Parsing The Binary Format

Parsing the log file in python is pretty straight forward. We have to implement the parser, which is way easier in python than in template meta-programming. We have to implement the terminators and the correct type and length deduction from each escape sequence. Finally, we need to implement the deserialization. I’ve hacked together a parsing script that you can find in the repository; it’s not the prettiest or the fastest, but it works. If it runs too slow for you, try running it with pypy. If parsing performance is still an issue, the script could be improved by caching format parsing or using a faster language to implement it with.

Decompression

I realize that this is a very technical post. I’ve tried to strike a balance that would fit a blog post; still I bet some will find it too verbose, while others will find it lacking. If you’re looking for a simple quick start - these can be found in the github repository. If you’re looking for a better understanding of how this works, the best way is to read the code! I’d also be more than happy to answer any questions regarding this framework on Github or in the comments below.

The next post is about benchmarking. I’ll cover a couple of important points regarding logging performance comparisons and will show the results of my tests. You can read it here: Part 3.
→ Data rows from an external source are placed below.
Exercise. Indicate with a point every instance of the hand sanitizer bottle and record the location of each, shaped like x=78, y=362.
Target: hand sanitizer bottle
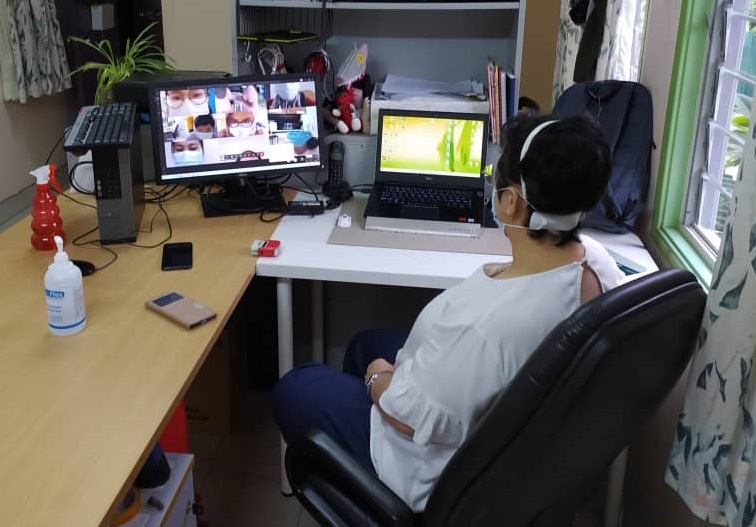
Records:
x=65, y=294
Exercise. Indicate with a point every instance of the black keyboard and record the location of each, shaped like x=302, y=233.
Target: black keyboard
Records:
x=105, y=125
x=427, y=196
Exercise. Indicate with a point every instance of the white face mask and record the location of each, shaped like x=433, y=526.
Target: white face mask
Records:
x=240, y=131
x=188, y=157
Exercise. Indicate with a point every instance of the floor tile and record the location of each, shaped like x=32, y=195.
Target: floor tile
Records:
x=254, y=446
x=205, y=448
x=233, y=500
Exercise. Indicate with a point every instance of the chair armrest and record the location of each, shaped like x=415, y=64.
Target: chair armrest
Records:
x=337, y=489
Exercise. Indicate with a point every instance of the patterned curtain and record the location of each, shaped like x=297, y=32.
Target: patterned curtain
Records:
x=568, y=41
x=621, y=45
x=712, y=464
x=31, y=50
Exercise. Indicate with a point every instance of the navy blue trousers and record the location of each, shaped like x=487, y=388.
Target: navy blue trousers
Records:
x=315, y=395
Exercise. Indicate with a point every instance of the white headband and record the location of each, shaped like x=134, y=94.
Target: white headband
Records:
x=545, y=220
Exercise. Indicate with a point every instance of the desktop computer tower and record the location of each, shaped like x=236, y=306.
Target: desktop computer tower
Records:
x=119, y=190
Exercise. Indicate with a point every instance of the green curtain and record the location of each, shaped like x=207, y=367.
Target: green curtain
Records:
x=31, y=50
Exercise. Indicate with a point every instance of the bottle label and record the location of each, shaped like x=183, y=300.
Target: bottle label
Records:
x=65, y=307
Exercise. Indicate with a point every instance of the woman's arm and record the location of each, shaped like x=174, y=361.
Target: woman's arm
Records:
x=380, y=385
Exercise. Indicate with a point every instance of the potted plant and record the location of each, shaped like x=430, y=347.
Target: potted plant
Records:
x=140, y=55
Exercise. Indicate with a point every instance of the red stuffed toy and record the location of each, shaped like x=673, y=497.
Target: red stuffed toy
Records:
x=344, y=109
x=348, y=98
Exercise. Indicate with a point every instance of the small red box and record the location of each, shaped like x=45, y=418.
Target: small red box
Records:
x=265, y=247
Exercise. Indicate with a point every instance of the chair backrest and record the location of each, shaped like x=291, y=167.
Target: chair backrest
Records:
x=573, y=407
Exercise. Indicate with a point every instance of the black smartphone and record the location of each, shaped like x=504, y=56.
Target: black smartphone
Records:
x=177, y=256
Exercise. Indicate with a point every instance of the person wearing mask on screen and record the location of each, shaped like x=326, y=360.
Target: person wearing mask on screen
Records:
x=188, y=150
x=204, y=126
x=404, y=404
x=187, y=102
x=288, y=95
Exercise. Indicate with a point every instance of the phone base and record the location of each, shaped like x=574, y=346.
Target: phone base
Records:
x=337, y=193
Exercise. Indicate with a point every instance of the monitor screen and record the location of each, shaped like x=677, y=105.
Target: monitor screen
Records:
x=207, y=131
x=428, y=143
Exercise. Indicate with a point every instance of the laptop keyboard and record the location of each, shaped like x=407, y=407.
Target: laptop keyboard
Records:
x=427, y=197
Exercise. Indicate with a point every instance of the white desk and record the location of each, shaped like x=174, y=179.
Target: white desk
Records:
x=306, y=255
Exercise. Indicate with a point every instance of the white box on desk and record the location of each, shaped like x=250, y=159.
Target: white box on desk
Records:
x=440, y=102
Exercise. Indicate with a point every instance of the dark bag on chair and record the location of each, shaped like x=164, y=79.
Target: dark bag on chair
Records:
x=625, y=111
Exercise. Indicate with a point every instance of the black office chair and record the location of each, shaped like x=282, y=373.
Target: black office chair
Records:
x=549, y=436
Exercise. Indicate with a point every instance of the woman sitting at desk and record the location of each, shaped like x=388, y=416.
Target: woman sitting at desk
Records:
x=425, y=393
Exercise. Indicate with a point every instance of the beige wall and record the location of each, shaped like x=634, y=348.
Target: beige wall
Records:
x=538, y=51
x=27, y=133
x=199, y=33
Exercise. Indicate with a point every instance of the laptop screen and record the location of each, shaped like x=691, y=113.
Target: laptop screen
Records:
x=432, y=145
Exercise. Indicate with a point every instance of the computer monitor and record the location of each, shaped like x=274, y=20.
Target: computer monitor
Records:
x=242, y=133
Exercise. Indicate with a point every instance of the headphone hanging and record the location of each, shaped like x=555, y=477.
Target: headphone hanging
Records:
x=271, y=60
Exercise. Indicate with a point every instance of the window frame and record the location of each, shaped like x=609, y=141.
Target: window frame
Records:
x=714, y=137
x=678, y=244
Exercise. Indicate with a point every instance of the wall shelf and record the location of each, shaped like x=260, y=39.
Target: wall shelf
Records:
x=388, y=6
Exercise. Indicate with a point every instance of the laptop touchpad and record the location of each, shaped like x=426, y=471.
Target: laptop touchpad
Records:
x=417, y=212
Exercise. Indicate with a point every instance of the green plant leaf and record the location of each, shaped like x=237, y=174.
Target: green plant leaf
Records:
x=140, y=54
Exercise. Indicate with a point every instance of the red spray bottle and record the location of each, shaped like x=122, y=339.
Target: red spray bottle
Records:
x=46, y=222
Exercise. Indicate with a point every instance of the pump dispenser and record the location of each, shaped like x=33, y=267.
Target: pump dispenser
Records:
x=46, y=221
x=65, y=294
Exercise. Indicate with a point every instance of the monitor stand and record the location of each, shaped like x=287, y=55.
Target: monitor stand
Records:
x=243, y=197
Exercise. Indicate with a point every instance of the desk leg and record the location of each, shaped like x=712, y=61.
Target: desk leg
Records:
x=285, y=351
x=318, y=347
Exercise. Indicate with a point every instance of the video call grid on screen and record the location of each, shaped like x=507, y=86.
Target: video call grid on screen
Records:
x=432, y=145
x=238, y=126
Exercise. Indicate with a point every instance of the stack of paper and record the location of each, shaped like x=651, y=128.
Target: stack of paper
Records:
x=501, y=96
x=405, y=93
x=396, y=86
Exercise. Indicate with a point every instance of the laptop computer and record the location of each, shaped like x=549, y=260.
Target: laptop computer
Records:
x=429, y=176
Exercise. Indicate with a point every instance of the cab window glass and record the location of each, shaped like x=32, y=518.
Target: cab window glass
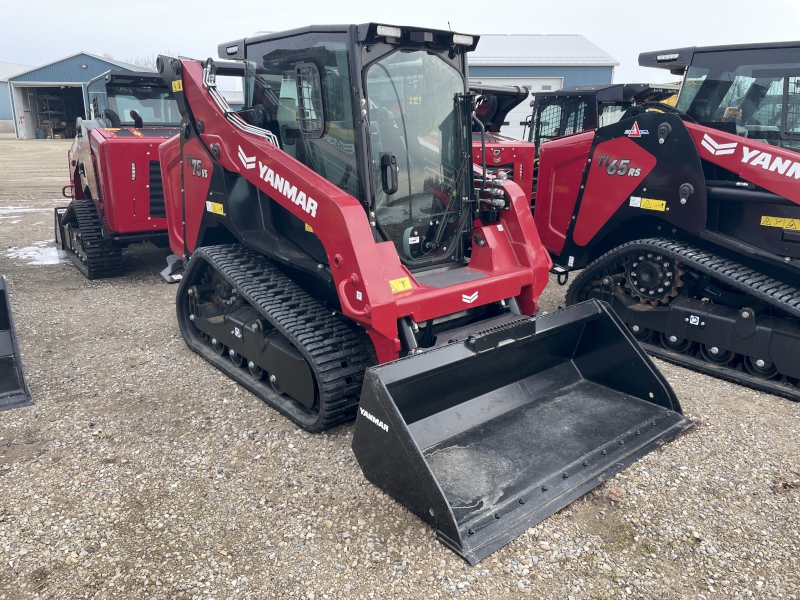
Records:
x=303, y=96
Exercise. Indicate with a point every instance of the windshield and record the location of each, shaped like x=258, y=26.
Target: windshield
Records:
x=155, y=105
x=414, y=116
x=751, y=93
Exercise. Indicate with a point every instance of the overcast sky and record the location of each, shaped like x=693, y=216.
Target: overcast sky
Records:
x=623, y=29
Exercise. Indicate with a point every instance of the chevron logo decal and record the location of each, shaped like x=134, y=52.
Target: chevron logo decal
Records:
x=716, y=148
x=249, y=162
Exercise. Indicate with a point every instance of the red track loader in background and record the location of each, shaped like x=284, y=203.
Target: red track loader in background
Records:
x=506, y=157
x=687, y=219
x=336, y=223
x=116, y=191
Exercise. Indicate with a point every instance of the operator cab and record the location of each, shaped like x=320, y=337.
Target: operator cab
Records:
x=125, y=99
x=750, y=90
x=581, y=108
x=383, y=113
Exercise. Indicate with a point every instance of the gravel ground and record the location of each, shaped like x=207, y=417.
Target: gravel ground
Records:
x=143, y=472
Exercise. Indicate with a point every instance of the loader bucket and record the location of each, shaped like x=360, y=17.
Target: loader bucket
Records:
x=487, y=436
x=14, y=391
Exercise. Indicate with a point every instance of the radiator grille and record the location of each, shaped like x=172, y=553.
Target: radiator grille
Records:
x=157, y=207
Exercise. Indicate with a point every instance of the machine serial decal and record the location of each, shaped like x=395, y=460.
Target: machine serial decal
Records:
x=786, y=167
x=215, y=207
x=375, y=420
x=649, y=203
x=635, y=131
x=249, y=162
x=400, y=285
x=716, y=148
x=618, y=166
x=781, y=223
x=469, y=299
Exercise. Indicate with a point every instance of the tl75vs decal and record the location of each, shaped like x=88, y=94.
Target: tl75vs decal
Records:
x=618, y=166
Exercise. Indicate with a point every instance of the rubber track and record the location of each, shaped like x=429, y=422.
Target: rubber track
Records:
x=324, y=338
x=745, y=279
x=98, y=264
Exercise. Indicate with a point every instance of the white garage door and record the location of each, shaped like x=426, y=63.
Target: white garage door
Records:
x=524, y=110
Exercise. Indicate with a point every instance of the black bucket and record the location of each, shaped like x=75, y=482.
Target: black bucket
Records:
x=488, y=436
x=14, y=390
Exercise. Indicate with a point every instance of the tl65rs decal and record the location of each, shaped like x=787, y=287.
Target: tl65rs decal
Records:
x=618, y=166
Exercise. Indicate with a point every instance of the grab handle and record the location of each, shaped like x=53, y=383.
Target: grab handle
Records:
x=346, y=303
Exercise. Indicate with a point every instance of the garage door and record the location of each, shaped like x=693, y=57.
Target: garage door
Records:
x=521, y=112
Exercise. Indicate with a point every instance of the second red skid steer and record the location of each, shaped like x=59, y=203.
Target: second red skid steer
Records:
x=342, y=250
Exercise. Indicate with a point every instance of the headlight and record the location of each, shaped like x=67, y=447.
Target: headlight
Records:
x=385, y=30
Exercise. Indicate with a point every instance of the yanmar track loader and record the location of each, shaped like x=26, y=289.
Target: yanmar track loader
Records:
x=116, y=189
x=506, y=157
x=344, y=251
x=687, y=219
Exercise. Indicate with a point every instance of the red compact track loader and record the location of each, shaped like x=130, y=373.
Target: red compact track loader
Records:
x=687, y=219
x=116, y=190
x=345, y=260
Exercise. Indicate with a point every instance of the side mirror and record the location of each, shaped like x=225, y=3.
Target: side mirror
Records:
x=389, y=169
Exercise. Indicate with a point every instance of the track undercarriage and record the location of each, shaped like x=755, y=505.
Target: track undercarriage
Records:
x=242, y=314
x=81, y=237
x=702, y=311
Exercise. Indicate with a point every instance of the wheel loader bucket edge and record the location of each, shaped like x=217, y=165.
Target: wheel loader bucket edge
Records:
x=14, y=391
x=489, y=435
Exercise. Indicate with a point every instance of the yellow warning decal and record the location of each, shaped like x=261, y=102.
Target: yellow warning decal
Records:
x=215, y=207
x=649, y=203
x=400, y=285
x=781, y=223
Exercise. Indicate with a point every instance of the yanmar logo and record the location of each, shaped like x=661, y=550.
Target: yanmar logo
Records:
x=290, y=191
x=716, y=148
x=249, y=162
x=374, y=419
x=635, y=131
x=784, y=166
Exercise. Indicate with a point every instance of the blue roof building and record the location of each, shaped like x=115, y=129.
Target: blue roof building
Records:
x=45, y=101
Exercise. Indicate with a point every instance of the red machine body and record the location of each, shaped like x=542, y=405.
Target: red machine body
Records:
x=126, y=186
x=116, y=189
x=512, y=156
x=510, y=264
x=686, y=219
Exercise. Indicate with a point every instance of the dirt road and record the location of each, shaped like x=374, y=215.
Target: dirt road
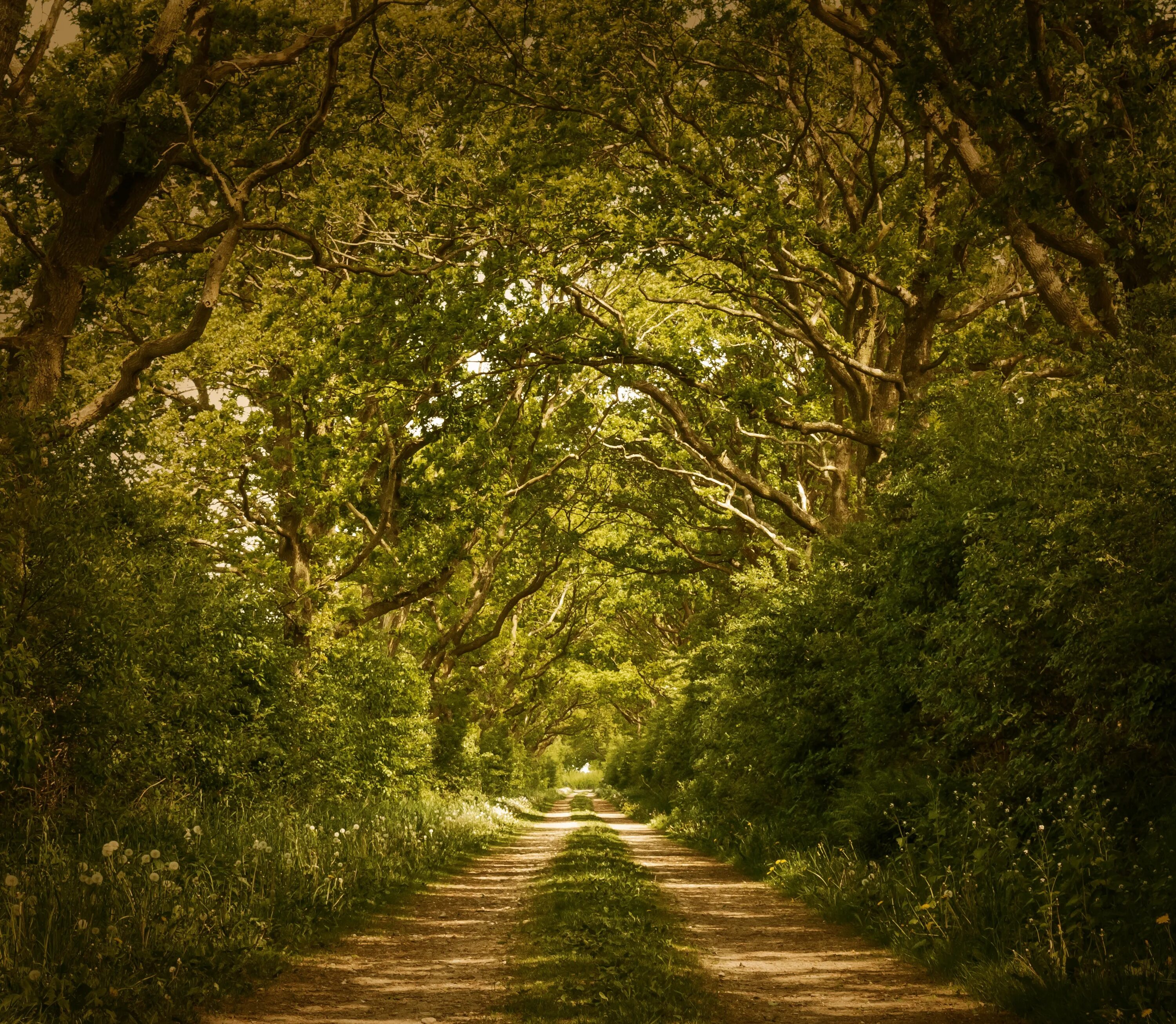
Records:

  1. Afternote: After finishing the majority of the work on llcpp and these posts, I’ve found this. This is a proposal to add the GNU extension to the C++ standard, which seems to be abandoned. Continuing down the rabbbit-hole I got to this thread which was an interesting read - especially Louis Dionne’s last two comments, which unfortunately seem to be unanswered. Luois then posted this, hopefully this will make it to the C++20 standard!